People come to New York to start fresh, but last week the city kept ramming head-on into the past. Digging a new subway tunnel near Battery Park, workers found themselves confronting yet another eighteenth-century wall that will delay burrowing for several weeks. Former Knicks executive Anucha Browne Sanders accused Isiah Thomas of calling her a “ho” and inviting her for sex dates after he became team president in 2003. That was the year Mayor Bloomberg banned smoking from bars and restaurants, and in his budget address the other day, he proposed a new 50-cent tax on cigarettes. Neither measure would have passed in the Wild West New York of the seventies, although despite the influx of Bugaboos and bistros to formerly forlorn neighborhoods, a 17-year-old kid was shot at yuppie-ish 105th and Amsterdam, right around dinnertime.
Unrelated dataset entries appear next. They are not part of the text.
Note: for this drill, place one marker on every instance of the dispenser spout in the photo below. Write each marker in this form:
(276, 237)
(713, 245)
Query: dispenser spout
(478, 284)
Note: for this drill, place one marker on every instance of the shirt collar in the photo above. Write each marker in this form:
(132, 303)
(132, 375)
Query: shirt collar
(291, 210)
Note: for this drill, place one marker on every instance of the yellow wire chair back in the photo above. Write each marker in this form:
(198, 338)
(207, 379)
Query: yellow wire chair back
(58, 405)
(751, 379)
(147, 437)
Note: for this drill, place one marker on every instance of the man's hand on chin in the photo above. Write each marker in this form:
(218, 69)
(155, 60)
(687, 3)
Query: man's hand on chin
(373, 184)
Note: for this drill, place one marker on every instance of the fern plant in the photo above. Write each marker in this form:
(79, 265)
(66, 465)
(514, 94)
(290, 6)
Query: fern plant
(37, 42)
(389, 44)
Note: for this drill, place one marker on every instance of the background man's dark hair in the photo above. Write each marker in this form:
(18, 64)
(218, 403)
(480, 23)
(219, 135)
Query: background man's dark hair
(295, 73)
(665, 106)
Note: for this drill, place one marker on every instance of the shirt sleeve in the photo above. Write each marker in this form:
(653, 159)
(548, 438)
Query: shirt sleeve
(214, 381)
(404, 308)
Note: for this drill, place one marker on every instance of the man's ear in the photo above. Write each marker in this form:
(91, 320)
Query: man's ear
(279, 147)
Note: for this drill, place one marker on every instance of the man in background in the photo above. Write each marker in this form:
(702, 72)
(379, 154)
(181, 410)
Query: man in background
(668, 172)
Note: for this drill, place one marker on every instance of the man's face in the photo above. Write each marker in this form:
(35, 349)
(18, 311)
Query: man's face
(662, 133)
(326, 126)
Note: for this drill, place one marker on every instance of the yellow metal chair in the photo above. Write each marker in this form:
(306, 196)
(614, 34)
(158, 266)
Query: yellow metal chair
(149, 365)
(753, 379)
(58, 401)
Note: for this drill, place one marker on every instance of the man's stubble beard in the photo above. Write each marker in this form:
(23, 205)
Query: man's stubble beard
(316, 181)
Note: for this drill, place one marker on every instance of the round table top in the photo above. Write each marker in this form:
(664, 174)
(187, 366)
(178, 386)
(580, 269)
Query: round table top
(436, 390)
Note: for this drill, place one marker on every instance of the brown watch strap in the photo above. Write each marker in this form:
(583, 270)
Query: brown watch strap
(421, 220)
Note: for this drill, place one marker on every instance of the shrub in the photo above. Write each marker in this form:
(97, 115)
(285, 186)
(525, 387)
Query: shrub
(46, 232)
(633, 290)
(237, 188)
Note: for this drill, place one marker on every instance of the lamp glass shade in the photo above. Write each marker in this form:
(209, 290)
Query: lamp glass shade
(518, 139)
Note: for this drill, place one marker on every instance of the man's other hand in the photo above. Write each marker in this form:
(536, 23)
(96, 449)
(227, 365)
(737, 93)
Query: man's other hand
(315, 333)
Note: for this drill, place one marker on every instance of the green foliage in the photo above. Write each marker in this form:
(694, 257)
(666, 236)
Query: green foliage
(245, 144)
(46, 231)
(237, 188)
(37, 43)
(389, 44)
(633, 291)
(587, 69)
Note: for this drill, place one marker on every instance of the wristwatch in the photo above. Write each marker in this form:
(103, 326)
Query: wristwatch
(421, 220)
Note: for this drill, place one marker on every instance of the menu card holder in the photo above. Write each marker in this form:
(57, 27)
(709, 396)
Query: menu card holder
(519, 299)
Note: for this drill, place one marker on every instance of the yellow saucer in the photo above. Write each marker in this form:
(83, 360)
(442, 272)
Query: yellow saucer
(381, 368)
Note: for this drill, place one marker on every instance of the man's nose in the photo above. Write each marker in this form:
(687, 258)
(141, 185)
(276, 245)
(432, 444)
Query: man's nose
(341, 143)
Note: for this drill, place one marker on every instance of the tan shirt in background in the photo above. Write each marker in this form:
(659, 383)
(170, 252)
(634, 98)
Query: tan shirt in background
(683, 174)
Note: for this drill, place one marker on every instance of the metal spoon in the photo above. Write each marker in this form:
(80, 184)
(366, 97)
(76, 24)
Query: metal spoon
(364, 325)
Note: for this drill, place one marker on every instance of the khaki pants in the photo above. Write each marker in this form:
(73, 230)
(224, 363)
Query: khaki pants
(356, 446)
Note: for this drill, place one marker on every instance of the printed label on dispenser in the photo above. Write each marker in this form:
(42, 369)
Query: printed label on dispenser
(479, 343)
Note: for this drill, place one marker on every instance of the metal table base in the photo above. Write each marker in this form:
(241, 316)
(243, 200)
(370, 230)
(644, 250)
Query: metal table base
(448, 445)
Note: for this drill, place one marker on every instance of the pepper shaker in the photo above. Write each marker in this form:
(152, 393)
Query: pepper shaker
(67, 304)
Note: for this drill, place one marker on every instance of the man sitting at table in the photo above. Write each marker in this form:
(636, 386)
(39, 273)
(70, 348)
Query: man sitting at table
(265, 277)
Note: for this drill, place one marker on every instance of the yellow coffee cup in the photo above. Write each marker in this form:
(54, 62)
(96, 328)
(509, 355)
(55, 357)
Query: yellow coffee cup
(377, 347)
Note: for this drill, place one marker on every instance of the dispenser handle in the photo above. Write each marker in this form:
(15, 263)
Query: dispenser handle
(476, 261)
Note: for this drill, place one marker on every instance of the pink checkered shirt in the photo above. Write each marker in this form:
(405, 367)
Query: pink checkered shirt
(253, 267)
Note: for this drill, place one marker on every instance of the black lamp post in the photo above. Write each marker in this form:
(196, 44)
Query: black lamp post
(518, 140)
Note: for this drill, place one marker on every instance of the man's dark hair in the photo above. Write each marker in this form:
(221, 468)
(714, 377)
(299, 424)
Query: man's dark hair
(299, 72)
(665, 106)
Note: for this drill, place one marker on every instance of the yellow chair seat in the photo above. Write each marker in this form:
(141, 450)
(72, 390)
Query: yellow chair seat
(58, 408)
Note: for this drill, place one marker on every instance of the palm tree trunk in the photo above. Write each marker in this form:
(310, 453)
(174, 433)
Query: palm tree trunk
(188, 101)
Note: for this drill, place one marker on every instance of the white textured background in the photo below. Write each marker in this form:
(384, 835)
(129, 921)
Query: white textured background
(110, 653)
The luckless boy must have been born around 1988, the year Ellen Barkin married Gabriel Byrne (they’re still friends, but she and Ron Perelman suddenly aren’t). Barkin was born here in 1954, a year after the McHale family opened its bar on 46th and Eighth, which just closed. (It was a few blocks from where Byrne wrapped A Touch of the Poet on Sunday—a play Eugene O’Neill finished in 1942, the year of the mayor’s birth.) Hillary Clinton reached awkwardly into history for a metaphor, likening the House of Representatives to a nineteenth-century plantation. It’s not the type of gaffe George Washington would likely have made (although he owned slaves, didn’t he?), and one wonders whether a portrait of Hill will sell for $21.3 million some day, as one of Washington did at Christie’s. And yet the past faded last week: A fire in Soho burned the offices of Interview, that Warhol legacy, and the Prada store. Venerable Harlem power broker Charlie Rangel, finding himself unconsulted by Eliot Spitzer on his choice of Harlem state senator David Paterson as his running mate, mocked Spitzer as “the world’s smartest man” in the Times. And prevaricating memoirist James Frey was not feeling quite so smart after Oprah Winfrey got ahold of him on live TV.